Published by Steve Coleman on April 11, 2012

Canadian liquid natural gas production fell 5.9 per cent between in January from the same period a year earlier amid new predictions the industry could face the same sort of US backlash that deep-sixed Keystone XL.

US legislators looking at two bills that could directly affect Canadian natural gas exports and seven export applications with the US Department of Energy have the potential to derail natural gas exports to buyers south of the border.

Two bills introduced in the last year would prevent US exploration companies from exporting liquid natural gas produced in the US. The surplus would cut demand for Canadian-produced gas.

Legislators on Capitol Hill lack a certain "political comfort" with energy exports, Steve Crookshank, a senior economist at the American Petroleum Institute said in an interview with Alberta Oil magazine.

Statistics Canada says marketable natural gas production fell 5.9 per cent in January to 13.4 billion cubic metres.

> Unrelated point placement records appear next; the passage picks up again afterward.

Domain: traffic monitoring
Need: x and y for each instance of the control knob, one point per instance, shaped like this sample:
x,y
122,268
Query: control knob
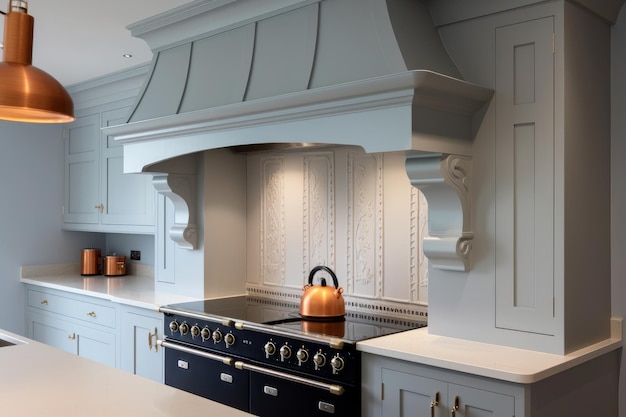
x,y
319,359
285,352
173,326
302,355
337,363
229,339
205,333
270,349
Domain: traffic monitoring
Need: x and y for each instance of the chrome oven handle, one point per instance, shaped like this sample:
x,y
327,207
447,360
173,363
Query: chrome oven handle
x,y
169,345
332,388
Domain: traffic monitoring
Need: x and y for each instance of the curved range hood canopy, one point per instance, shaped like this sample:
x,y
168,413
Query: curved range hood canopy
x,y
371,73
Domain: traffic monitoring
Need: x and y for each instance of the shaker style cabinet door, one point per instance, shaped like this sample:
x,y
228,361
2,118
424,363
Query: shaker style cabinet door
x,y
412,395
140,353
52,332
83,326
99,197
82,164
128,199
525,177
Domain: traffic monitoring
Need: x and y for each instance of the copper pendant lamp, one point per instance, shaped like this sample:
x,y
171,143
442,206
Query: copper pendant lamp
x,y
28,94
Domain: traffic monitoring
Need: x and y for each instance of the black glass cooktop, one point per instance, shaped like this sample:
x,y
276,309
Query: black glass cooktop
x,y
285,316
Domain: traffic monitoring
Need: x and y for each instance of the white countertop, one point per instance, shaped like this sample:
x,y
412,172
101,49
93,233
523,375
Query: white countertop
x,y
136,290
483,359
38,380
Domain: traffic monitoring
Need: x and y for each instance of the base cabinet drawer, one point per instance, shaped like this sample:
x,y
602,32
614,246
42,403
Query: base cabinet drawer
x,y
95,344
91,311
395,388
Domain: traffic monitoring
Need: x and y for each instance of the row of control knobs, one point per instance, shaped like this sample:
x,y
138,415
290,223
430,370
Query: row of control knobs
x,y
319,359
205,333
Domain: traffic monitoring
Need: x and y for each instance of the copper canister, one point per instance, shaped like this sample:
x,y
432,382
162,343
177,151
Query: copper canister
x,y
91,262
114,265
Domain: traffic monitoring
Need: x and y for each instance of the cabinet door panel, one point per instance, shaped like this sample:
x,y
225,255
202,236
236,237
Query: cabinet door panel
x,y
52,332
479,403
128,198
140,353
96,345
411,395
525,177
81,170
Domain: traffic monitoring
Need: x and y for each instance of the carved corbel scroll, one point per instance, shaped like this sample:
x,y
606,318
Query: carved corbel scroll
x,y
181,190
445,182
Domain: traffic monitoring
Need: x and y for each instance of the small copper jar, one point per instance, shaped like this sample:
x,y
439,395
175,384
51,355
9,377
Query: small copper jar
x,y
114,265
90,262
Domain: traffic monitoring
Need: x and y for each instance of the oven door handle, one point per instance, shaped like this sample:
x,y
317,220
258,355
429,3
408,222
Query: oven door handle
x,y
332,388
174,346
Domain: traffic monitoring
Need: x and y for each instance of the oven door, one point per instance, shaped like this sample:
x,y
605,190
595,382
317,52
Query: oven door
x,y
206,374
274,396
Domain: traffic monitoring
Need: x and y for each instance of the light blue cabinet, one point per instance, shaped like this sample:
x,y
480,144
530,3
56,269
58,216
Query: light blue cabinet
x,y
76,324
99,197
393,387
117,335
139,331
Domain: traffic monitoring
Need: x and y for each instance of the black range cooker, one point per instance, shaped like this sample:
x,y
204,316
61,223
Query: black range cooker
x,y
258,355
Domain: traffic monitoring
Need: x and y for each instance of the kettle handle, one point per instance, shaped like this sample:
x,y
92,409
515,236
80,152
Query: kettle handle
x,y
323,268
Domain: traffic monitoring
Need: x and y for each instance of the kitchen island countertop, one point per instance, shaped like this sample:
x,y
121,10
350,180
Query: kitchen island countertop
x,y
38,380
483,359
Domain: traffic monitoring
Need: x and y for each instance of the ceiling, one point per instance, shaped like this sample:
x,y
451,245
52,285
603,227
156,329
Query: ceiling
x,y
78,40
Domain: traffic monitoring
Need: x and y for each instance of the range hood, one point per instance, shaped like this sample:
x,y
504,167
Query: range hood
x,y
371,73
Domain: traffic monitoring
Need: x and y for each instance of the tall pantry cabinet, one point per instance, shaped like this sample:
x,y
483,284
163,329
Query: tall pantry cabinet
x,y
541,278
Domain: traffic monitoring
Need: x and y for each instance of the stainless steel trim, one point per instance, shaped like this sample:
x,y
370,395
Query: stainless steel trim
x,y
333,342
332,388
224,359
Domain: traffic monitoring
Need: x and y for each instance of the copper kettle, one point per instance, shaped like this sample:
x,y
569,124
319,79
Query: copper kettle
x,y
321,302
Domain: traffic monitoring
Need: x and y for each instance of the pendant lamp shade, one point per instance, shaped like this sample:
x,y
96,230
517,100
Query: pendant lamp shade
x,y
28,94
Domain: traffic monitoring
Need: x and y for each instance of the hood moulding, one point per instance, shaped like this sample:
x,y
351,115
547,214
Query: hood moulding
x,y
244,74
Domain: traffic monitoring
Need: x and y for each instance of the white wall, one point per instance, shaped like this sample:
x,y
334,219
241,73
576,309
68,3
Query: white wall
x,y
618,184
31,184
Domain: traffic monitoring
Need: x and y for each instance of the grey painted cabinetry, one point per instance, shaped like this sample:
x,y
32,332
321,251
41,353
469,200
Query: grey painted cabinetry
x,y
396,388
139,331
75,324
98,195
541,171
116,335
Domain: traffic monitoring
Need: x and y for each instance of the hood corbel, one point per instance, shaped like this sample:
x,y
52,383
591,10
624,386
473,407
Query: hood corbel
x,y
445,182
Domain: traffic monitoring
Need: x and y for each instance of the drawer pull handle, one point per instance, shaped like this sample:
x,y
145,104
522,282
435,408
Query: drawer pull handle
x,y
434,404
456,406
154,336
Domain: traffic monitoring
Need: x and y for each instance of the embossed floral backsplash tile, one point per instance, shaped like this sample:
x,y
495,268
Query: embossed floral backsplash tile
x,y
354,212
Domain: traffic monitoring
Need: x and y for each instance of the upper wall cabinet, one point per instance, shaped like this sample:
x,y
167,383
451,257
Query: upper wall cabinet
x,y
541,168
99,197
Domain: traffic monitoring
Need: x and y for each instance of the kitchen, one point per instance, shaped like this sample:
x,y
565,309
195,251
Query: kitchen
x,y
437,314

While domestic sales increased three per cent, export levels dropped 18.6 per cent.

At the same time, domestic crude oil production increased 8.4 per cent to 15.9 million cubic metres. Crude oil exports were up 16.5 per cent.

From December to January, domestic production of crude oil and equivalent hydrocarbons fell one per cent, while marketable production of natural gas fell 2.7 per cent.